O sedã japonês

O sedã japonês é verde escuro e estava num canto da vitrine da concessionária. Zero quilômetro. Tinha chegado do Japão há três meses, temporada no porto, depósito, pátio, documentação, lavagem, revisão, transporte, vitrine.

Ele entrou disposto a comprar um SUV preto, tração 4X4, para viajar pelo Pantanal e fazer uma perna para o deserto de Atacama, Chile. Ele sabia que carros japoneses e alemães não dão problema, são resistentes, honestos, apreciam a longevidade. Ia fechar negócio com o SUV. O vendedor foi lá atrás pegar o manual e outros detalhes quando o olhar dele fixou-se no sedã japonês.

Levantou, olhou a frente, traseira, laterais. Abriu o motor, 16 válvulas, bloco em alumínio, muitos cavalos de potência, câmbio automático e, o mais importante, carro japonês, que não dá trabalho e, ainda por cima, da mesma marca do SUV.

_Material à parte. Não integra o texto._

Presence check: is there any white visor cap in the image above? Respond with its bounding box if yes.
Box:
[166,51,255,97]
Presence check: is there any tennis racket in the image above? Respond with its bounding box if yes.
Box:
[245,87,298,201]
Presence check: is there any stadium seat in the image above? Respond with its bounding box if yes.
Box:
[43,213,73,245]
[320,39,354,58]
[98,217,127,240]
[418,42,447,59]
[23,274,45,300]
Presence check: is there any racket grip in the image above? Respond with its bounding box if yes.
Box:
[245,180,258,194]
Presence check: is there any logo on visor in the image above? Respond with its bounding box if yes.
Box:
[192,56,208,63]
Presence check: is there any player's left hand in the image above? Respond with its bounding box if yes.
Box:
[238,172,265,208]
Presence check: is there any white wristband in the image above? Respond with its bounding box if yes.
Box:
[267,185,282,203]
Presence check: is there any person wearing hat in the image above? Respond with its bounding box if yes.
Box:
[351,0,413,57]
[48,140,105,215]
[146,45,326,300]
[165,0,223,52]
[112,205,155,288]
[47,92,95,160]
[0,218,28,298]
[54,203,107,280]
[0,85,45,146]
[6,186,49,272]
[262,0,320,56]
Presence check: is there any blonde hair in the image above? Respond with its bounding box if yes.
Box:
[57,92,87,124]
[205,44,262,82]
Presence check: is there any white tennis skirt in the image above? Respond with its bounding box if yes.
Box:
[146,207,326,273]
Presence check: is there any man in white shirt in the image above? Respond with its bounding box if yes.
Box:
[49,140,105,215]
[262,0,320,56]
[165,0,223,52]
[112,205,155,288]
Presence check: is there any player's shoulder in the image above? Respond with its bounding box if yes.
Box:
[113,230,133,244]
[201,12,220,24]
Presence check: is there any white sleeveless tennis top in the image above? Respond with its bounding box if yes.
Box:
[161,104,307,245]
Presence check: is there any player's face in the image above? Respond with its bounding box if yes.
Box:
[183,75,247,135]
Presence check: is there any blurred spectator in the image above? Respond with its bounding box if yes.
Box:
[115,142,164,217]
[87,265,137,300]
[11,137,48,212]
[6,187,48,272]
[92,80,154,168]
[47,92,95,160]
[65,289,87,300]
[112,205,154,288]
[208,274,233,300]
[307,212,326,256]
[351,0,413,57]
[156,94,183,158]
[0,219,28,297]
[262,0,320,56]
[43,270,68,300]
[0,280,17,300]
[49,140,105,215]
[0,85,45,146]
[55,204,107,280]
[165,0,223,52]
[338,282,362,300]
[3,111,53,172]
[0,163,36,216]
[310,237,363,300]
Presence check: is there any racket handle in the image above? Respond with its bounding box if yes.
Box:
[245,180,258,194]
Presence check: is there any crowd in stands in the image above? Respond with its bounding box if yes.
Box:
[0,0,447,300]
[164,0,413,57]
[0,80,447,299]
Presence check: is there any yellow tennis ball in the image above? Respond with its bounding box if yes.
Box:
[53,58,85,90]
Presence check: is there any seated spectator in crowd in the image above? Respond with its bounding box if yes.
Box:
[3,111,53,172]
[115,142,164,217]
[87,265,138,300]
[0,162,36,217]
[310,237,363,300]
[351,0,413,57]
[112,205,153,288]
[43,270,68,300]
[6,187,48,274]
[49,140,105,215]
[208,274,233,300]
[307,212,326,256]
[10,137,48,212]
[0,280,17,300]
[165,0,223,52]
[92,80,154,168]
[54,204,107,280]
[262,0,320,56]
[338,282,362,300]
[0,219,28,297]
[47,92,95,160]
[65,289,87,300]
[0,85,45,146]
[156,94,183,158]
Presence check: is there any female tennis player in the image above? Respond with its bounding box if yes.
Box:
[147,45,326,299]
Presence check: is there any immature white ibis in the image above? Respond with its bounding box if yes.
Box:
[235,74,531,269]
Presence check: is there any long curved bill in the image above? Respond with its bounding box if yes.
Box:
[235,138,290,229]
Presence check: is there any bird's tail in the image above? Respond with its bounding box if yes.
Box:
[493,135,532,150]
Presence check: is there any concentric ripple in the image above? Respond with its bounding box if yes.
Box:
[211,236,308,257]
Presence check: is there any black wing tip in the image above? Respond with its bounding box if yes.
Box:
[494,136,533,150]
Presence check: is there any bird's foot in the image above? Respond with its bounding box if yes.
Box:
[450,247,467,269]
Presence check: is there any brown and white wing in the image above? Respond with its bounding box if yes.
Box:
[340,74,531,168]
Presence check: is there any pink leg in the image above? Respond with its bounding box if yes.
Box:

Mudou de ideia. Em vez do SUV comprou o sedã japonês. No dia seguinte saiu da loja, pôs um CD no Kenwood de fábrica e saiu. Foi até Barra do Sana resolver um assunto, desceu por Teresópolis e retornou como se tivesse ido a esquina beber uma água mineral. Na altura de São Gonçalo, violento temporal. Deixou a BR e decidiu ir por dentro da cidade. Mau negócio. Ruas transformadas em rios, carros boiando enguiçados. E o sedã japonês...passou! Com água na porta, muita vezes boiando, sequer falhou.

De dois em dois anos pensava em trocar o sedã japonês por um mais novo, mas se perguntava para que se o carro até alma de jipe tinha. O motor do sedã japonês era o mesmo do SUV que ele iria comprar. Enfrentou alagamentos na chuva, lama, neve, areia, como um autêntico SUV, sem dar um espirro. Um único espirro.

E foi assim durante 17 anos. Ele e o sedã japonês já não sabiam mais quem era quem. Naquele carro aconteceu de tudo, absolutamente tudo. Histórias que se fossem transformadas em livros lotariam a biblioteca nacional. Fiel, o sedã jamais enguiçou, jamais furou um pneu, jamais...jamais traiu o seu DNA japonês.

Mas um dia...bem um dia surgiu um outro japonês novo. Também resistente, também bem falado, também fiel, também...e ele vendeu o sedã japonês. Quase ficou arrasado mas graças ao novo dono, cujos olhos saltaram de paixão logo no primeiro contato, ele teve certeza de que seu grande amigo continuaria em boas mãos.

O novo japonês parece ter gostado do novo dono. Começaram a construir uma história bacana, leve, rápida, precisa, estável. Sem problemas. Como os carros japoneses e alemães.

Como a vida deveria ser.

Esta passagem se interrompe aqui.